The government needs to bring the hammer down on domestic terrorist groups instead of circumventing and pretending that they’re no threat. Their acknowledgment and current action on these terrorist groups will lead to a more civil nation.
By its most current definition, the FBI acknowledges domestic terrorism as “[v]iolent, criminal acts committed by individuals and/or groups to further ideological goals stemming from domestic influences, such as those of a political, religious, social, racial, or environmental nature.”
NPR reports that the political extremist group, the Proud Boys, was declared a terrorist group in Canada. In the report, Public Safety Canada describes the group as “a neo-fascist organization that engages in political violence.”

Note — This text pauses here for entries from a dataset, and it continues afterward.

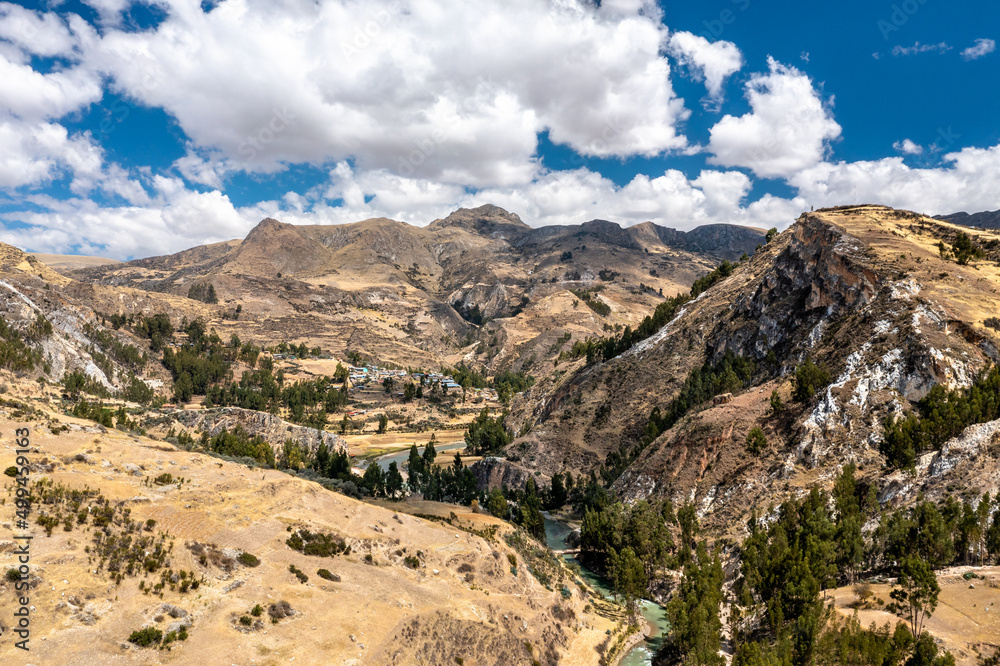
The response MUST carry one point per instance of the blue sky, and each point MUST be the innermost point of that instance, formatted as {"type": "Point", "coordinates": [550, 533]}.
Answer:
{"type": "Point", "coordinates": [131, 129]}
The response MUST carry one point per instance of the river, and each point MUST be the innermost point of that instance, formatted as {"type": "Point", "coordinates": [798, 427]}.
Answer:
{"type": "Point", "coordinates": [642, 654]}
{"type": "Point", "coordinates": [404, 455]}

Yet, America hasn’t even batted an eye at this group.
When looking at a list of all the domestic terrorist groups, Proud Boys isn’t on the list. Instead, you’ll find The Animal Liberation Front, The Army of God, Ku Klux Klan and many others. The latest addition of a domestic terrorist group that was deemed a serious threat was back in the early 2000s.
If the description of the Proud Boys fits well within the FBI’s definition of terrorism, why are they not labeled a terrorist group by the United States?

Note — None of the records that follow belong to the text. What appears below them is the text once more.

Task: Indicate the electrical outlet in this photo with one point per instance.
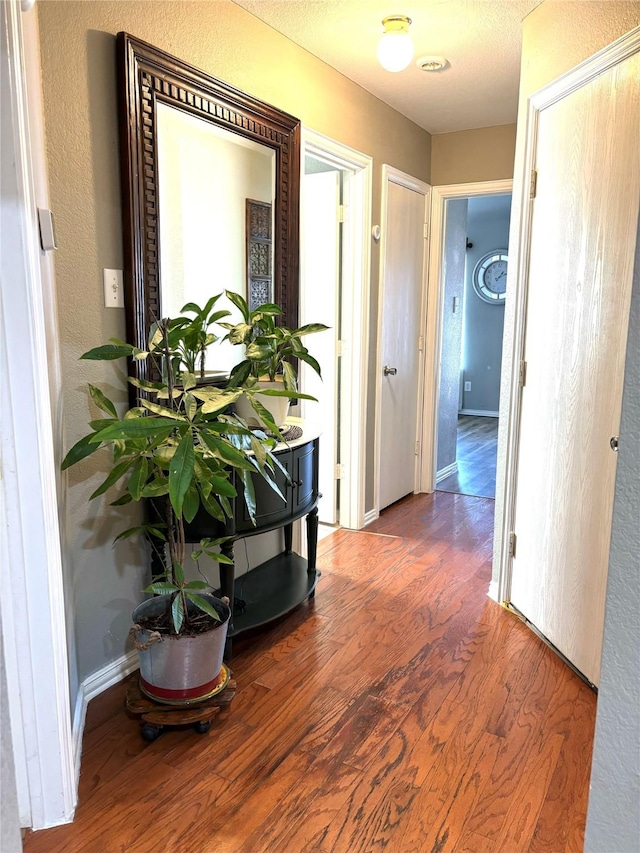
(113, 289)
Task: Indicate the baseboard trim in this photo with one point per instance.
(480, 413)
(371, 516)
(492, 592)
(447, 472)
(91, 687)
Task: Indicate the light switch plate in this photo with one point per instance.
(113, 289)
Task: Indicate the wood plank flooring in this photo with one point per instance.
(401, 710)
(476, 453)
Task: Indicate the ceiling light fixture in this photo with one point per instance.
(432, 63)
(395, 48)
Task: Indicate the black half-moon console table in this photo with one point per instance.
(277, 586)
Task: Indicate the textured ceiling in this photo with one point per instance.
(480, 38)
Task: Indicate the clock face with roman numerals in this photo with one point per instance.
(490, 277)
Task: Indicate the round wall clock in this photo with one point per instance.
(490, 276)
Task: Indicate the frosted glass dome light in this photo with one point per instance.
(395, 48)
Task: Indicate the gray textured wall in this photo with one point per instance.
(613, 824)
(487, 229)
(449, 396)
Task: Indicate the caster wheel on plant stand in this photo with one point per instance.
(150, 732)
(155, 717)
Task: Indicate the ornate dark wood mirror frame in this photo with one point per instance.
(148, 76)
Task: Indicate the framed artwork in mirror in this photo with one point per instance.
(259, 253)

The U.S. still hasn’t taken real action against groups like the Proud Boys due to tumultuous political conflict and their focus on overseas terrorist organizations. The Proud Boys have been around since 2016 and have been wreaking havoc since then, along with groups like ANTIFA where a strong history of clashing has taken place between them. A classic tale of right extremists against left extremists—-a present issue America has been too tolerant of.
Although Canada declared Proud Boys, and other organizations like it, a terrorist group, they seem to be handling the situation carelessly.

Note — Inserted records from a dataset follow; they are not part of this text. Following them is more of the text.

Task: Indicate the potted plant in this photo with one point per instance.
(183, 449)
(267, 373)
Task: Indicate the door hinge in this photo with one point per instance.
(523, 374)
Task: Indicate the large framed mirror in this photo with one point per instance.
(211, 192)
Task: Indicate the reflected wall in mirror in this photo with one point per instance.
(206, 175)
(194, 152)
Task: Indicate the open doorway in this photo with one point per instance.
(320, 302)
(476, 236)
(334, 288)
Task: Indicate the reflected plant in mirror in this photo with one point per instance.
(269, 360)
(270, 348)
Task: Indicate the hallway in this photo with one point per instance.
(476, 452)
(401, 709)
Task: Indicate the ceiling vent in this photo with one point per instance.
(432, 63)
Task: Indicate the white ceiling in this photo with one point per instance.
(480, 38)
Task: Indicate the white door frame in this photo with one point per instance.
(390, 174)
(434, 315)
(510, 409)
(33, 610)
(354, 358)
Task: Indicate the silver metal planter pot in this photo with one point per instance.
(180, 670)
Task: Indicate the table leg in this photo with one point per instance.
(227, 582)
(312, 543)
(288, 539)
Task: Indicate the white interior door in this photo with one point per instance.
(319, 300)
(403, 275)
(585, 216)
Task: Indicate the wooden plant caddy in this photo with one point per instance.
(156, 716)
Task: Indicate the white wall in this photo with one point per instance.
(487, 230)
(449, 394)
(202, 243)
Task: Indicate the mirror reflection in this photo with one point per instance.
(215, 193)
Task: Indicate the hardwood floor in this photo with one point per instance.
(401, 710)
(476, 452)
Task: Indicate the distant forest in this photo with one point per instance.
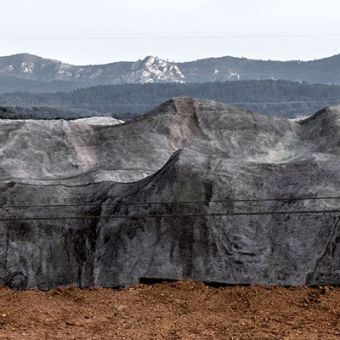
(281, 98)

A New York Times report says that “Officials stressed that the designations were unlikely to lead to arrests in the near term.” America should take this chance to show the rest of the world how we handle domestic terrorism by cracking down and sentencing these groups to avoid events like the capital riot.
If America doesn’t act now, we’ll have to ask ourselves how many more events like the capital riot will have to happen for our government to action?
By terminating these domestic terrorist groups, there will be less civil unrest. People will have more faith in the government actually protecting and serving the people’s well-being.
Of course, some may argue that labeling third wing political groups domestic terrorists may set a dangerous precedent for the U.S. to deem any political group as a national threat.
To that, I propose moderation and accountability. By keeping our government accountable for their actions, in this context labeling certain groups domestic terrorists, we can moderate the extent of their power to label such groups national threats. We, the people, will work in tandem with our government in the interest of protecting the nation.
CBC reports, “Every two years the government undergoes a statutory review of the Criminal Code list of terrorist entities to confirm whether those listed continue to meet the legal threshold for listing.” This is something the U.S. should consider implementing to monitor possible and current foreign and domestic threats on a more consistent basis.
We’ve beat around the bush too long; enough people have died, enough damage has been done, our unity has fragmented. Now is time for our government and the new administration to take action and restore the nation built upon unity and justice.
Alex Hernandez-Zavala is a first-year student at UC Davis, double majoring in Psychology and Sociology. He was born in the Central Valley and raised in Salinas, California.